YARGITAY KARARI
DAİRE : 13. Ceza Dairesi
ESAS NO : 2013/32748
KARAR NO : 2014/21605
KARAR TARİHİ : 18.06.2014
Tebliğname No : 2 – 2012/217349
MAHKEMESİ : Akhisar 2. Asliye Ceza Mahkemesi
TARİHİ : 31/05/2012
NUMARASI : 2011/70 (E) ve 2012/524 (K)
SUÇ : Hırsızlık
Mahalli mahkemece verilen hüküm temyiz edilmekle dosya incelenerek, gereği düşünüldü:
21/06/2010 tarihli olay yeri inceleme raporu içeriğine göre, sanık hakkında TCK’nın 151/1. maddesi uyarınca, mala zarar verme suçundan dava zamanaşımı içerisinde işlem yapılması olanaklı görülmüştür.

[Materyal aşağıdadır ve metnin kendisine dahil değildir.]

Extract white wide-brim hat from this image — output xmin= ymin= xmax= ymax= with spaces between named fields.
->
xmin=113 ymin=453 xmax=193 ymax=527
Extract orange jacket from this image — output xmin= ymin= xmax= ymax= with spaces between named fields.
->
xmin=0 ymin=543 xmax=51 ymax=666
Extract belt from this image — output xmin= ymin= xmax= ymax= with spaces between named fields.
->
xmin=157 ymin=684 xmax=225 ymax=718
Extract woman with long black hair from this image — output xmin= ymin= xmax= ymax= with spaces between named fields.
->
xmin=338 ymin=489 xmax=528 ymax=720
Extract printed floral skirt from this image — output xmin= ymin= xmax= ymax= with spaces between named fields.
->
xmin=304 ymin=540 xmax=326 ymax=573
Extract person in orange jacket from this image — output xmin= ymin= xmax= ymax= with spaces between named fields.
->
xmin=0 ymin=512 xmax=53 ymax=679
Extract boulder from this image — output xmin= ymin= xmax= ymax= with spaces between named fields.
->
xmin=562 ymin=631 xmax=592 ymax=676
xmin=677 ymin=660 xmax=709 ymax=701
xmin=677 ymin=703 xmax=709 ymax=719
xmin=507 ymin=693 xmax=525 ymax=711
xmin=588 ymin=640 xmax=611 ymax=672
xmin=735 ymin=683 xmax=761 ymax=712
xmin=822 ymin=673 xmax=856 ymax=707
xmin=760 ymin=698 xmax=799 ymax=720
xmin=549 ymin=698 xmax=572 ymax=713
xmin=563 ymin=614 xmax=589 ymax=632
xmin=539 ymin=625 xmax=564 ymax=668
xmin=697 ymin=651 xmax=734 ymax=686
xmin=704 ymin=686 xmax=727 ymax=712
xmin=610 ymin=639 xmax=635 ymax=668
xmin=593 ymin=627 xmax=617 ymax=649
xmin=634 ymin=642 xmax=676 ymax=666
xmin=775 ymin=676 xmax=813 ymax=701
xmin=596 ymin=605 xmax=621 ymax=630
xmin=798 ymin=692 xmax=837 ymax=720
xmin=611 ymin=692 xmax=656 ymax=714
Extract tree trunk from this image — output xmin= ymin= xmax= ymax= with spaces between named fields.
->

Y.C.G.K.’nın 15.12.2009 günlü, 6/242-291 esas ve karar sayılı içtihadında belirtildiği üzere, “…daha çoğunu alabilme olanağı varken yalnızca gereksinimi kadar ve değer olarak az olan şeyi alma” görüşünün, TCK’nın 145. madde uygulamasında bütünüyle reddedilmesi mümkün değil ise de, maddenin, yalnızca bu tanımlamayla sınırlandırılması da olanaklı olmadığından. 145. maddenin gerek ilk şekli, gerekse değiştirilmiş biçimi; ortak tanımlama ile, hırsızlık suçunun konusunu oluşturan değerin az olmasını temel aldığından, TCK’nın 145. maddesine göre, faile verilen cezada indirim yapılabilmesi için malın değerinin az olması yeterli olup, hâkim indirim oranını TCK’nın 3. maddesinde öngörüldüğü üzere “işlenilen fiilin ağırlığıyla orantılı” olacak şekilde saptaması gerektiğinden tebliğnamedeki bozma isteyen görüşe iştirak edilmemiştir.
Dosya ve duruşma tutanakları içeriğine, toplanıp karar yerinde incelenerek tartışılan hukuken geçerli ve elverişli kanıtlara, gerekçeye ve hakimin takdirine göre; suçun suça sürüklenen çocuk tarafından işlendiğini kabulde usul ve yasaya aykırılık bulunmadığı anlaşılmış, diğer temyiz itirazları da yerinde görülmemiştir.
Ancak;
1-) Suç tarihinde güneşin doğuş saatinin 05:39 olması ve gece vaktinin TCK’nun 6/1-e maddesi gereği 04:39 ‘a kadar devam etmesi karşısında suçun işlenme saatinin 04:20 olması da dikkate alındığında suça sürüklenen çocuk hakkında TCK’nun 143. maddesinin uygulanması gerekirken yazılı şekilde karar verilmesi,
2-) Suça sürüklenen çocuğun suç tarihinde 18 yaşını tamamlamamış olması ve daha önce hapis cezasına mahkum edilmediğinin anlaşılması karşısında; 5237 sayılı TCK’nın 50/3. maddesi gereğince, hükmedilen kısa süreli hapis cezasının aynı Kanunun 50/1. maddesinde öngörülen seçenek yaptırımlardan birine çevrilmesinde zorunluluk bulunduğunun gözetilmemesi,
Bozmayı gerektirmiş, Cumhuriyet Savcısının temyiz itirazları bu bakımdan yerinde görülmüş olduğundan, hükmün açıklanan nedenlerle tebliğnameye uygun olarak BOZULMASINA, 18/06/2014 tarihinde oybirliğiyle karar verildi.